Invitae is a College of American Pathologists (CAP)-accredited and Clinical Laboratory Improvement Amendments (CLIA)-certified clinical diagnostic laboratory performing full-gene sequencing and deletion/duplication analysis using next-generation sequencing technology (NGS).

Our sequence analysis covers clinically important regions of each gene, including coding exons and 10 to 20 base pairs of adjacent intronic sequence on either side of the coding exons in the transcript listed below, depending on the specific gene or test. In addition, the analysis covers select non-coding variants. Any variants that fall outside these regions are not analyzed. Any limitations in the analysis of these genes will be listed on the report. Contact client services with any questions.

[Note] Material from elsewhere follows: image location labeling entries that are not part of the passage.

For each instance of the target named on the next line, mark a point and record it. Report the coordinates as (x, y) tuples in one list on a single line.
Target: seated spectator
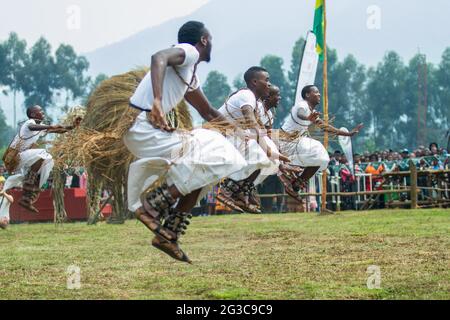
[(405, 154), (434, 148)]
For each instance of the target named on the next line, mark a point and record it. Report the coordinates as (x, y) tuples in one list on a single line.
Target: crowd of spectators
[(368, 165)]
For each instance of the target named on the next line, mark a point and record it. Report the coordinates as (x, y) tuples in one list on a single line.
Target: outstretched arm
[(55, 128), (160, 61), (250, 118), (331, 129)]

Based on validation study results, this assay achieves >99% analytical sensitivity and specificity for single nucleotide variants, insertions and deletions <15bp in length, and exon-level deletions and duplications. Invitae's methods also detect insertions and deletions larger than 15bp but smaller than a full exon but sensitivity for these may be marginally reduced. Invitae’s deletion/duplication analysis determines copy number at a single exon resolution at virtually all targeted exons. However, in rare situations, single-exon copy number events may not be analyzed due to inherent sequence properties or isolated reduction in data quality. Certain types of variants, such as structural rearrangements (e.g. inversions, gene conversion events, translocations, etc.) or variants embedded in sequence with complex architecture (e.g. short tandem repeats or segmental duplications), may not be detected. Additionally, it may not be possible to fully resolve certain details about variants, such as mosaicism, phasing, or mapping ambiguity. Unless explicitly guaranteed, sequence changes in the promoter, non-coding exons, and other non-coding regions are not covered by this assay. Please consult the test definition on our website for details regarding regions or types of variants that are covered or excluded for this test. This report reflects the analysis of an extracted genomic DNA sample. In very rare cases, (circulating hematolymphoid neoplasm, bone marrow transplant, recent blood transfusion) the analyzed DNA may not represent the patient's constitutional genome.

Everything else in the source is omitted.